Verse 19. - The wisdom of this world. Here the word for "world" is kosmos, in the last verse it was alert. Kosmos is the world regarded objectively; aion the world regarded in its moral and intellectual aspect. He that taketh the wise in their craftiness. This is one of the few references to the Book of Job in the New Testament. It comes from the speech of Eliphaz in Job 5:13, but St. Paul substitutes the words "clutching" (drassomenos) and "craftiness" (panourgia) for the milder katalabon and phronesei of the LXX.
And again, The Lord knoweth the thoughts of the wise, that they are vain.
Verse 20. - The Lord knoweth, etc. A quotation from Psalm 94:11. St. Paul substitutes "the wise" for the "men" of the original, because the psalmist is referring to perverse despisers of God. Dialogismoi is rather "reasonings" than "thoughts." It is used in a disparaging sense, as in Romans 1:21; Ephesians 4:17.
Therefore let no man glory in men. For all things are yours;
Verse 21. - Wherefore. St. Paul, with this word, concludes the argument of warning of the previous section, as in 1 Corinthians 3:7; 1 Corinthians 4:5; 8:38; 11:33; 14:39; 15:58 (Wordsworth). All things are yours. It is always a tendency of Christians to underrate the grandeur of their privileges by exaggerating their supposed monopoly of some of them, while many equally rich advantages are at their disposal. Instead of becoming partisans of special teachers, and champions of separate doctrines, they might enjoy all that was good in the doctrine of all teachers, whether they were prophets, or pastors, or evangelists (Ephesians 4:11, 12). The true God gives us all things richly to enjoy (1 Timothy 6:17).
Whether Paul, or Apollos, or Cephas, or the world, or life, or death, or things present, or things to come; all are yours;
Verse 22. - Whether Paul, or Apollos, or Cephas. All were their servants for Jesus' sake (2 Corinthians 4:5). Instead of becoming partisans of either, they could enjoy the greatness of all. Or the world. The sudden leap from Cephas to the world shows, as Bengel says, the impetuous leap of thought. There is a passage of similar eloquence in Romans 8:38, 39. The "hundredfold" is promised even in this world (Mark 10:29, 30). Or life. Because life in Christ is the only real life, and Christ came that we might have life, and have it more abundantly (see Romans 8:38). Or death. To the Christian, "to live is Christ, and to die is gain" (Philippians 1:21). So that death is no more than

"The lifting of a latch;
Nought but a step into the open air
Out of a tent already luminous
With light which shines through its transparent folds."
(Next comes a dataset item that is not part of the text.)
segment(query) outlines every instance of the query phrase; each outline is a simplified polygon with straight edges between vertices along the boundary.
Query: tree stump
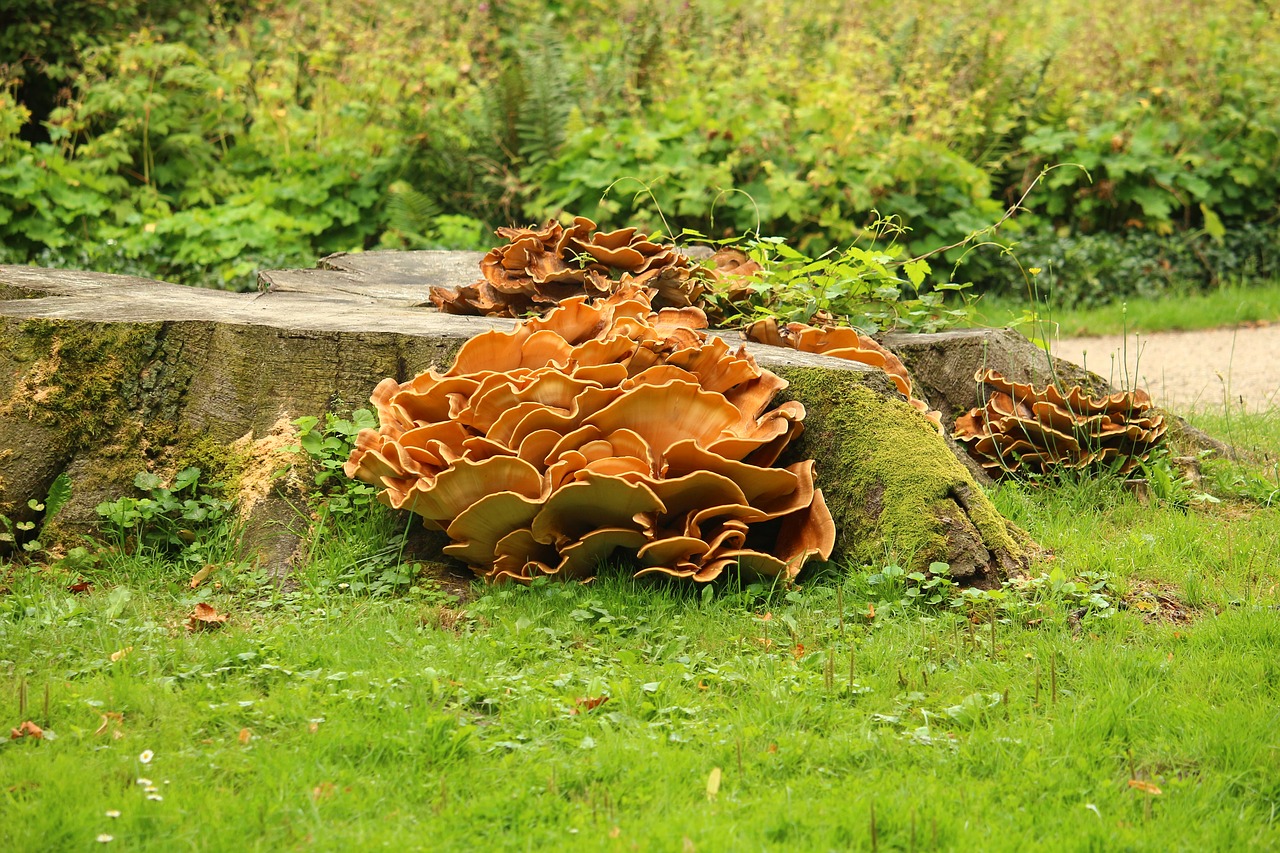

Or things present, or things to come. "He that overcometh shall inherit all things" (Revelation 21:7), because Christ has received all things from the Father.
And ye are Christ's; and Christ is God's.
Verse 23. - And ye are Christ's (see 1 Corinthians 6:19; 1 Corinthians 15:23; Romans 14:8; Galatians 3:29). Christians possess because they are possessed by Christ (Meyer). Christ is our Master, and God our Father (Matthew 23:10). And Christ is God's; because "Christ is equal to the Father as touching his Godhead, but inferior to the Father as touching his manhood." Hence in 1 Corinthians 11:3 he says, "The head of Christ is God;" and in 1 Corinthians 15:28, we read of Christ resigning his mediatorial kingdom, that God may be all in all. Perhaps St. Paul implies the thought that Christ belongs, not to a party, but to God, the Father of us all. But the ultimate climax from Christ to God is found also in 1 Corinthians 4:1: Romans 15:5, etc.